Мещеряков пропустил это его замечание мимо ушей.
— Знаете, а ведь вам, пожалуй, не в чем себя упрекнуть, все сделано чисто, — задумчиво проговорил есаул, почти благожелательно глядя на Овчинникова. — Просто не повезло. Как говорят, судьба-злодейка. Кто же знал, что здесь, на краю света, в дремучем лесу, совершенно случайно окажется человек, который вас сразу изобличит?
Овчинников невозмутимо молчал.
— Ничего не попишешь, издержки профессии, — сочувственно вздохнул Мещеряков. — Долго отрабатывали легенду?
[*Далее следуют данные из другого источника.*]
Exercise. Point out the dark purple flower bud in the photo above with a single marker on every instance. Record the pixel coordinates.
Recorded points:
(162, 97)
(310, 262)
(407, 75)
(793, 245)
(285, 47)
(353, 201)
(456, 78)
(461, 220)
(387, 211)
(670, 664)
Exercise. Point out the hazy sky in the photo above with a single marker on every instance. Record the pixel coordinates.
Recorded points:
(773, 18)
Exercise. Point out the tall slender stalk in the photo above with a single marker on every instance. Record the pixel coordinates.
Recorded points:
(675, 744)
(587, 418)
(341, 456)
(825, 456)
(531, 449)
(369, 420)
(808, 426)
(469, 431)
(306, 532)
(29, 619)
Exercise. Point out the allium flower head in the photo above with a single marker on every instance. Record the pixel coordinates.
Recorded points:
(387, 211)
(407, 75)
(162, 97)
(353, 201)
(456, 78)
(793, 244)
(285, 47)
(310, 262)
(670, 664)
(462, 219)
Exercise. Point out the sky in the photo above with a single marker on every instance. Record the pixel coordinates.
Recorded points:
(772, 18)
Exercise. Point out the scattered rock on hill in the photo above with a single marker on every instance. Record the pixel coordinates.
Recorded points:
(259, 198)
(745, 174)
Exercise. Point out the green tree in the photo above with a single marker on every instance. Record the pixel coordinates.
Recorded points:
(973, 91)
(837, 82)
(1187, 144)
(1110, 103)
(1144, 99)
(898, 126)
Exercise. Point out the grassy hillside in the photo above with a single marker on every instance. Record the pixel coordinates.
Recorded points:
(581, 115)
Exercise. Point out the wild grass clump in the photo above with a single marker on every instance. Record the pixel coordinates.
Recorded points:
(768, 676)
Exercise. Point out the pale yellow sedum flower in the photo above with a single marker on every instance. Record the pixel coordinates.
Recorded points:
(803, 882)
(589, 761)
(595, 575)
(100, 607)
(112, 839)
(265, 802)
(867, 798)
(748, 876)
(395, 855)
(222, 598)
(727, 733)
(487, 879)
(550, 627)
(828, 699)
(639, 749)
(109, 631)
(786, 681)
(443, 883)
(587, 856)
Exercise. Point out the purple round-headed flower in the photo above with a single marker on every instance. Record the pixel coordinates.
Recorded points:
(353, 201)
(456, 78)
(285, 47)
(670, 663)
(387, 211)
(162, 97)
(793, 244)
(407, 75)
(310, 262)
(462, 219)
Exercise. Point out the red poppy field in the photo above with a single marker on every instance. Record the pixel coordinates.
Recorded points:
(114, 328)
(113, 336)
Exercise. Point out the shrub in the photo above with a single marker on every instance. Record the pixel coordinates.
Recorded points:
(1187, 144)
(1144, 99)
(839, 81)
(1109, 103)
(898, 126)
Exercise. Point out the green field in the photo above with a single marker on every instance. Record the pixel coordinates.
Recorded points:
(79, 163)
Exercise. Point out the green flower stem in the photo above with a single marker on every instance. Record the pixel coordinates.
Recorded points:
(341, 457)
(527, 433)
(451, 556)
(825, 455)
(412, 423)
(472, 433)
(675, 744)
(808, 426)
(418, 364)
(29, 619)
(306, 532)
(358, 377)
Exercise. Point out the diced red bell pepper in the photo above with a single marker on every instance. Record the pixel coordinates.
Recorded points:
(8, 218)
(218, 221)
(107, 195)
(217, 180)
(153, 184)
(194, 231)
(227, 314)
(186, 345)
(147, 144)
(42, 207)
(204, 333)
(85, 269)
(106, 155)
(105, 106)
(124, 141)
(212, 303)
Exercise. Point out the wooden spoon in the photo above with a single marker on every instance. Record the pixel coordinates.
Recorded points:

Овчинников не реагировал. Кадыров глядел на него с ненавистью.
— У вас только две возможности, — хладнокровно проговорил есаул. — Первая: сказать о себе всю правду и стать моим агентом у красных. Дадите подписку о сотрудничестве и будете снабжать чекистов сведениями, полученными от меня. Вторая возможность: тупо твердить, что вы Овчинников и быть расстрелянным. Третьего не дано, как говорили латиняне.
Овчинников молчал. Кадыров не сводил с него глаз.
— И не надейтесь словчить, — сказал есаул. — Если согласитесь работать на меня только затем, чтобы выбраться отсюда, я переправлю подписку вашим коллегам-чекистам и найду верный способ убедить их, что этой ночью завербовал вас всерьез, а ваши попытки убедить их в обратном — ложь от начала до конца. Я сумею это сделать, не сомневайтесь. И тогда вас шлепнут они. Предупреждаю вас об этом, чтобы вы не питали напрасных иллюзий и смотрели на свое положение трезво.
Овчинников спокойно ждал продолжения.
— Видите, я загнал вас в угол, — проникновенно произнес Мещеряков. — Так что соглашайтесь. Плюньте на принципы. Жизнь дороже. — Он усмехнулся: — «Морали нет, есть только красота…»
Овчинников брезгливо поморщился:
— Не стоило привозить меня сюда, есаул, чтобы разыграть этот дурацкий фарс.
Мещеряков сладко зевнул, потянулся, встал из-за стола:
— Подумайте до рассвета, товарищ Дроздов или как вас там на самом деле. А ты, Кадыров, смотри, не обижай гостя.
Есаул вышел из горницы. Овчарка выбежала следом.
Белесые клочья предутреннего тумана, цепляясь за кроны мачтовых сосен, медленно оседали вниз, к стылой земле, густо усыпанной прелыми желтыми листьями. Босой Овчинников в белой рубахе и галифе осторожно ступал по скользкой листве. Кисть его задранной выше головы и согнутой в локте правой руки была заломлена сверху за спину и скручена с запястьем заведенной за лопатки левой. Рядом с Овчинниковым пружинисто вышагивал чисто выбритый щеголеватый Мещеряков. Возле хозяина весело трусил верный пес. Следом, шагах в десяти, зевая, сопя и почесываясь, грузно топали сапожищами шестеро непроспавшихся казачьих офицеров с карабинами за плечами. Жирно чавкал под их подошвами лесной перегной. Хрустели, ломаясь, сухие ветви.